Parlando di “altro” Consolatore che rimane per sempre con i discepoli che sarebbero restati orfani di Cristo (v. 18), non si può fare a meno di pensare che ve ne sia un altro, e questi, senza dubbio è lo stesso Salvatore. L’intera Trinità, perciò, si presenta con una forte caratteristica di “consolazione”, di prossimità all’uomo, al punto da dimorare con lui, presso di lui, in lui.

Così perciò può esprimersi il CV II: “Lo Spirito dimora nella Chiesa e nei cuori dei fedeli come in un tempio (cfr. 1 Cor 3,16; 6,19) e in essi prega e rende testimonianza della loro condizione di figli di Dio per adozione (cfr. Gal 4,6; Rm 8,15-16 e 26). Egli introduce la Chiesa nella pienezza della verità (cfr. Gv 16,13), la unifica nella comunione e nel ministero, la provvede e dirige con diversi doni gerarchici e carismatici, la abbellisce dei suoi frutti (cfr. Ef 4,11-12; 1 Cor 12,4; Gal 5,22). Con la forza del Vangelo la fa ringiovanire, continuamente la rinnova e la conduce alla perfetta unione col suo Sposo” (LG n. 4). Queste parole ci aiutano a chiarire il ruolo dello Spirito Consolatore nella chiesa. Colpisce il fatto che nel documento conciliare si rinnovi spesso l’affermazione che la chiesa è stata ricoperta di doni dal Signore e che attraverso la sua opera Dio mostri di non tollerare l’idea che la sua creatura, l’uomo, possa restare solo.
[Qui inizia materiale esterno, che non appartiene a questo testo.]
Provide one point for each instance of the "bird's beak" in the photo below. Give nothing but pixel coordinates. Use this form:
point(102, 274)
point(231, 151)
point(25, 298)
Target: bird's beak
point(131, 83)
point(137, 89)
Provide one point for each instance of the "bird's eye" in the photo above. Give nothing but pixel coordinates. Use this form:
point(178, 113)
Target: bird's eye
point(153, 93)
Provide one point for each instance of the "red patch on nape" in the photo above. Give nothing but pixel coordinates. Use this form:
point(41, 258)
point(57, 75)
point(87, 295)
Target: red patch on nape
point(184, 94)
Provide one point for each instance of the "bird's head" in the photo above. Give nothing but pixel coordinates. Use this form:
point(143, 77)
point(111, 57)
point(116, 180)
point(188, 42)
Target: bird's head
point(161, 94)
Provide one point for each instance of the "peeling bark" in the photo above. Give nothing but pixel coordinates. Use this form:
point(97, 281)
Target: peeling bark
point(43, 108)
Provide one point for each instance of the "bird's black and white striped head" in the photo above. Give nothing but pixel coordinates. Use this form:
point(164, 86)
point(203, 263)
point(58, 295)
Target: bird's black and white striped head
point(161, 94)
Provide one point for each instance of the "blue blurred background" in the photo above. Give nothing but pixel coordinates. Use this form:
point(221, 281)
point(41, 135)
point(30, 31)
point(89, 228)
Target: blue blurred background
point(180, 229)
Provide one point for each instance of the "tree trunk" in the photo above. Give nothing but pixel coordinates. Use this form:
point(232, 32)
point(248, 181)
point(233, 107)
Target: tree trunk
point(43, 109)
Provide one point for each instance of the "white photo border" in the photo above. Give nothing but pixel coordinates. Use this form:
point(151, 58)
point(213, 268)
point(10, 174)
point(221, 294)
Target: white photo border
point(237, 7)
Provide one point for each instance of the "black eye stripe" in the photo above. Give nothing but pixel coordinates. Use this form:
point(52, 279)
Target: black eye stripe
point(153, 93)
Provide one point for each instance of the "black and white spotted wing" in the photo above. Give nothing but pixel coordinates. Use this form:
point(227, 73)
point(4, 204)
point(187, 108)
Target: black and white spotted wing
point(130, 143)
In effetti possiamo leggere l’intero processo di creazione-redenzione-comunione come un unico movimento in cui la solitudine, la sensazione di abbandono e disperazione che prova chi non trova nessuno al suo fianco soprattutto nei momenti di difficoltà e di smarrimento, viene vinta dalla prossimità di Dio. Dio si pone accanto alla sua creazione, Dio si affianca alla creatura da redimere, Dio con-vive con / nella sua creazione. La misericordia è opera di consolazione, è l’atto di con-solare, approssimarsi a colui che è solo.

Vorrei esortarvi oggi a lasciarci consolare da Dio, a lasciare che Dio sieda al nostro fianco e versi sulle nostre ferite interiori l’olio della consolazione. Vorrei esortarvi a benedire la Trinità con le parole dell’apostolo, che lascio alla vostra meditazione (2Cor 1,3-5):

Sia benedetto Dio, Padre del Signore nostro Gesù Cristo, Padre misericordioso e Dio di ogni consolazione, il quale ci consola in ogni nostra tribolazione perché possiamo anche noi consolare quelli che si trovano in qualsiasi genere di afflizione con la consolazione con cui siamo consolati noi stessi da Dio. Infatti, come abbondano le sofferenze di Cristo in noi, così, per mezzo di Cristo, abbonda anche la nostra consolazione.